The tVTA: a new member of basal ganglia with therapeutic potential
Parkinson's disease & PD-related disorders
The loss of dopamine neurons in Parkinsons disease leads to the dysfunction of the brain basal ganglia circuit, associated with motor and non-motor symptoms whose management remains challenging. A recently defined brain structure, the tail of the ventral tegmental area (tVTA), was shown to control dopamine systems and its inhibition improves basal ganglia functions. As such, this structure may offer a new target for therapies. tailPARK is a neuroscience project starting with a question of fundamental research: what is the anatomical and physiological place of the tVTA in the basal ganglia circuit? Based on published and our preliminary data, the project further develops towards the preclinical validation of a proof-of-concept concerning the tVTA as neuroanatomical target for symptom management in Parkinsons disease. To reach its objectives, tailPARK gathers teams from 3 institutional laboratories, with complementary expertises applied to a same question. Beyond the increased knowledge in the control of basal ganglia activity, this project has the potential to pave the way for addressing current unmet medical needs.

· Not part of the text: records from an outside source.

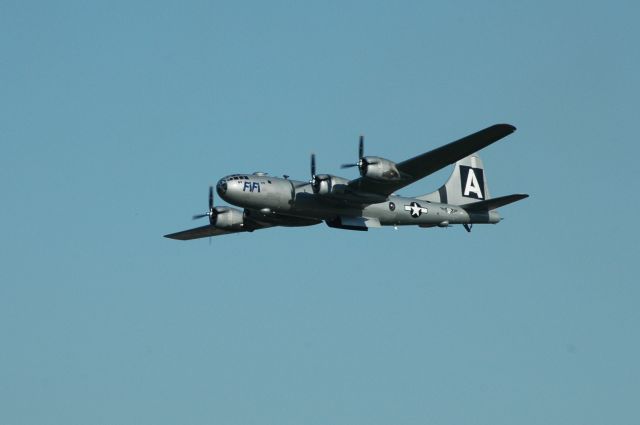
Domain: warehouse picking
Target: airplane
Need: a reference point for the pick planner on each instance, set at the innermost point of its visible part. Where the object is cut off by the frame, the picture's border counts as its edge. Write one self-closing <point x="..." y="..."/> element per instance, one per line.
<point x="365" y="202"/>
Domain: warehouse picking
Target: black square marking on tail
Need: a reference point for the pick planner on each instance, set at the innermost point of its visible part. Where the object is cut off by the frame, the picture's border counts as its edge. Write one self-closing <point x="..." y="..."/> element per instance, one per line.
<point x="472" y="182"/>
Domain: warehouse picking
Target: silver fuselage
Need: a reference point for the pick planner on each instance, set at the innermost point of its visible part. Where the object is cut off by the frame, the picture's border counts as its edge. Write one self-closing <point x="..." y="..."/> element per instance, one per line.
<point x="279" y="196"/>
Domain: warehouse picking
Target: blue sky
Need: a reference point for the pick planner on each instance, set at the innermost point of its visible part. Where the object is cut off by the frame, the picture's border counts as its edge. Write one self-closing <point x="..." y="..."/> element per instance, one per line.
<point x="115" y="117"/>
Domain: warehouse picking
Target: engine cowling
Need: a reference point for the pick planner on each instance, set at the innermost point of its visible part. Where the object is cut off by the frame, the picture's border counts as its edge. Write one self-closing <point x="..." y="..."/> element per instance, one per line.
<point x="325" y="184"/>
<point x="377" y="168"/>
<point x="227" y="218"/>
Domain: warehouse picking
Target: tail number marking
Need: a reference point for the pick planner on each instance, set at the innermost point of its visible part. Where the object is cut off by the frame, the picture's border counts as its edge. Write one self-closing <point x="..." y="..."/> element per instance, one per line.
<point x="472" y="181"/>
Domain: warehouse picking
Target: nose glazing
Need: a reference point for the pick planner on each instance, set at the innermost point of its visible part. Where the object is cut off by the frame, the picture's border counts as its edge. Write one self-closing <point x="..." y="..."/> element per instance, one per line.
<point x="221" y="187"/>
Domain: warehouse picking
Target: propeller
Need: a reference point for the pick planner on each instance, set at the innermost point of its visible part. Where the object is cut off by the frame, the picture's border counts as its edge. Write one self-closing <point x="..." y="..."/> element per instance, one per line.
<point x="360" y="155"/>
<point x="212" y="213"/>
<point x="363" y="162"/>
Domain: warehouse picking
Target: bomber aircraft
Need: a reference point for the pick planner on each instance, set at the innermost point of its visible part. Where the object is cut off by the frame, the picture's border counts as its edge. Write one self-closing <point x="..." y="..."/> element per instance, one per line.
<point x="367" y="201"/>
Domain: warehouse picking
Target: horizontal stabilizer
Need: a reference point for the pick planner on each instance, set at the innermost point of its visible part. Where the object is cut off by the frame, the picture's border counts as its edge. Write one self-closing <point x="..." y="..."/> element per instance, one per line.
<point x="199" y="232"/>
<point x="492" y="204"/>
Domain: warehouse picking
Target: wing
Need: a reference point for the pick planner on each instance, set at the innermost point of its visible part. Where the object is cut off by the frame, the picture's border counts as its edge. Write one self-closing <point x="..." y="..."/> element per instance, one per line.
<point x="200" y="232"/>
<point x="421" y="166"/>
<point x="492" y="204"/>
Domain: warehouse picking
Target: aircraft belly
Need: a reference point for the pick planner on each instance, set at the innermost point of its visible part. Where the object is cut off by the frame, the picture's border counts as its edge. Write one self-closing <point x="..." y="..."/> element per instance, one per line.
<point x="399" y="211"/>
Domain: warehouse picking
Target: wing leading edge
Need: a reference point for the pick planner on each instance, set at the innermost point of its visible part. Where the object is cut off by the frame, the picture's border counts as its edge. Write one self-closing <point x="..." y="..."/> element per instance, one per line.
<point x="428" y="163"/>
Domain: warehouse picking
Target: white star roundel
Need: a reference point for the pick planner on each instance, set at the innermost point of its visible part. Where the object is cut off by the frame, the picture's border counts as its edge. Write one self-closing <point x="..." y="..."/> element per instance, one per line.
<point x="415" y="209"/>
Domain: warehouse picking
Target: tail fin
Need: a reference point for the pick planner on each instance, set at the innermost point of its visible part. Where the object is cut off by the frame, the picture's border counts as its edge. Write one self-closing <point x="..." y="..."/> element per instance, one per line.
<point x="467" y="184"/>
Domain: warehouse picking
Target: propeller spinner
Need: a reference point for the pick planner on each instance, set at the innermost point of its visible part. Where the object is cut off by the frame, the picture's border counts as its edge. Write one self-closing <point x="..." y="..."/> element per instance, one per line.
<point x="212" y="213"/>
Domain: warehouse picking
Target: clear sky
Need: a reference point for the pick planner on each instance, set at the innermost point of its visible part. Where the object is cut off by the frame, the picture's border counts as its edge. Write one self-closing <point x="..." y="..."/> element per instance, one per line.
<point x="116" y="116"/>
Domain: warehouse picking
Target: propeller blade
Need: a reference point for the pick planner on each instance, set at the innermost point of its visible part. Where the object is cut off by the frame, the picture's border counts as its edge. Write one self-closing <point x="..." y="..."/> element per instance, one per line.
<point x="348" y="165"/>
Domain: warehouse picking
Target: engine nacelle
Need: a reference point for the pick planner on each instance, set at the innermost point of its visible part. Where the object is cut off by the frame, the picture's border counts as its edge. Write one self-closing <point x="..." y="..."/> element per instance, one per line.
<point x="325" y="184"/>
<point x="377" y="168"/>
<point x="229" y="219"/>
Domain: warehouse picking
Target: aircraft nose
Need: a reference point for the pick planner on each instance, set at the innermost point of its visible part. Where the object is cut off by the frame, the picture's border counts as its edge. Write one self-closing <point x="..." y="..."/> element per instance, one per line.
<point x="221" y="187"/>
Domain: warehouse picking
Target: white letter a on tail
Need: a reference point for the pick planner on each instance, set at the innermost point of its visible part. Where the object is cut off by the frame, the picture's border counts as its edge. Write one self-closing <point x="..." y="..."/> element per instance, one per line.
<point x="472" y="185"/>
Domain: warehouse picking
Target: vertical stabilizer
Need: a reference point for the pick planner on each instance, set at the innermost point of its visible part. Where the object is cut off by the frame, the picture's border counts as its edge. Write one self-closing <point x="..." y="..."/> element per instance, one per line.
<point x="467" y="184"/>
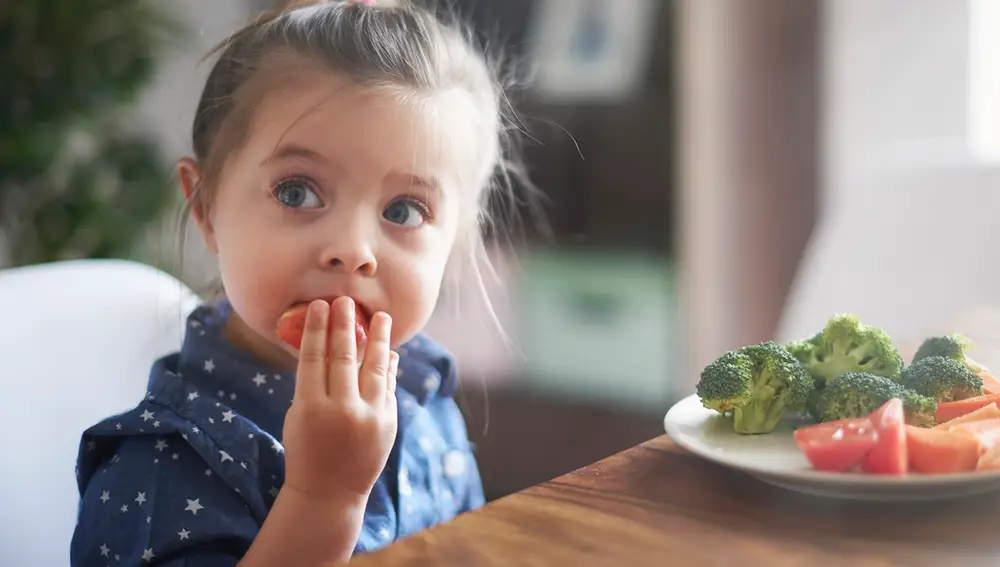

Midbrain dopamine neurons project to a number of brain regions where dopamine exerts a modulatory influence. Mirroring their physiological roles, dopamine systems are also implicated in the aetiology, symptoms and treatment of neurological and psychiatric disorders. The dopamine structures belong to the larger basal ganglia circuit, and understanding the controls of basal ganglia is necessary to understand its pathological impairments and to search for novel therapeutic targets for improving pathological deficits. Parkinsons disease is the second most frequent neurodegenerative disease. Known for its motor symptoms, Parkinsons disease also has deleterious non-motor consequences including pain, anxiodepressive disorders and deficits in executive functions. Patients consulting for Parkinsons disease display around 14 symptoms as a mean at early stage of the disease, and over 20 at later stage, which stresses out the need to take this complexity into consideration in preclinical research. While slowing the neurodegenerative process is a major therapeutic goal, improving yet unmanaged symptoms in already installed disease remains also critical. One of the objectives of tailPARK concerns such symptoms management. In this context, newly discovered brain structures can help improving our knowledge of normal brain functions and of brain disorders, and may provide new neuroanatomical targets for treatments. The project concerns the tVTA, a brain structure that exerts a major inhibitory control on dopamine systems. Discovered in rodents, the tVTA has now been described in the primates. Recently, two of tailPARK partners demonstrated that the tVTA controls motor functions, and that its bilateral ablation improves motor performances and motor skill learning. Preliminary data suggest that inhibiting the tVTA may be beneficial in models of Parkinsons disease.
From normal to pathological brain functioning, these data raise the questions of tVTA integration within basal ganglia circuitry at fundamental level, and of the therapeutic potential of tVTA targeting at preclinical level. tailPARK was designed to answer these questions, by assessing the anatomical and functional links between the tVTA and the basal ganglia, and by testing the therapeutic potential of targeting the tVTA in Parkinsons disease, using a combination of animal models and taking into consideration motor, pain-related and anxiodepressive-related symptoms. To reach these objectives, this 4-year project gathers 3 laboratories with complementary expertises: a specialist in neuroanatomy and behaviour, a specialist in electrophysiology, and a specialist in Parkinsons disease and its models. Project completion will provide brain maps of tVTA/basal ganglia inter-relations, and preclinical assessment of tVTA inhibition in a context of Parkinsons disease.